Manmohan Singh recalls his ‘first love’

By Himalayan News Service

New Delhi, January 18:

Fond memories of a teacher in prime minister Manmohan Singh were revived today when he said joining the Delhi School of Economics after giving up a lucrative UN assignment was a ‘fulfilling’ moment for him although it shocked his well wishers.

“Teaching is my first love. I had always wanted to be a teacher,” Manmohan Singh said at the golden jubilee celebrations of the Faculty of Management Studies at the Delhi School of Economics here, where he taught in the late 1960s.

“I had often visited the Delhi School when I was in Punjab. To be invited on its faculty was a truly fulfilling moment,” he said, while also recollecting the day when he left the teaching profession with a heavy heart to join the government.

“I recall that I was in New York, at the UN, when the opportunity to teach at Delhi School presented itself to me. My colleagues were shocked when I informed them that I would give up my UN job to return home,” he said.

“I was called in by the Secretary General of UNCTAD who tried to persuade me to reconsider my decision. I then told him I sincerely believed that something exciting was happening in India and I wanted to be a part of it,” the Indian prime minister said.

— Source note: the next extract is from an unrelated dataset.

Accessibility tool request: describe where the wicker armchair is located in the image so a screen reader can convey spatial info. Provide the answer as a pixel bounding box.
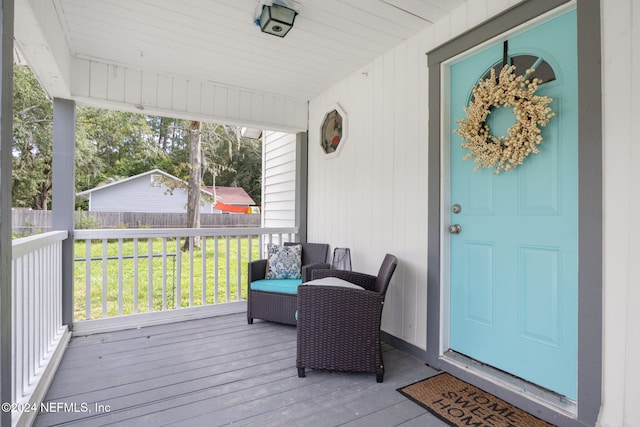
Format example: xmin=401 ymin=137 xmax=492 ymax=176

“It was not the 1950s, the years of great hope and excitement for economists. It was the 1960s, when India was dealing with one crisis after another,” he said, recalling the famine, balance of payments crisis and social unrest of that era. The prime minister said he was convinced then that if there was one place in the world where he would like to work, it was India, and if there was one institution to be at, it was the Delhi School.

“But when the call to move to government came I took up that challenge. I was seized by an urge to try and make a difference. It was a difficult decision to make because Delhi School was a truly hospitable place,” he said.

“I merely drifted into government, pulled by a sense of duty to the country.”

The Indian prime minister said his contemporaries at that time were charged by a sense of patriotism and wanted to do things for India, make the country a better place to live in and study its various aspects of development and its society.

“Today, there is once again a need to renew this commitment to excellence in education, even as we in government focus our attention on questions of access,” the prime minister said.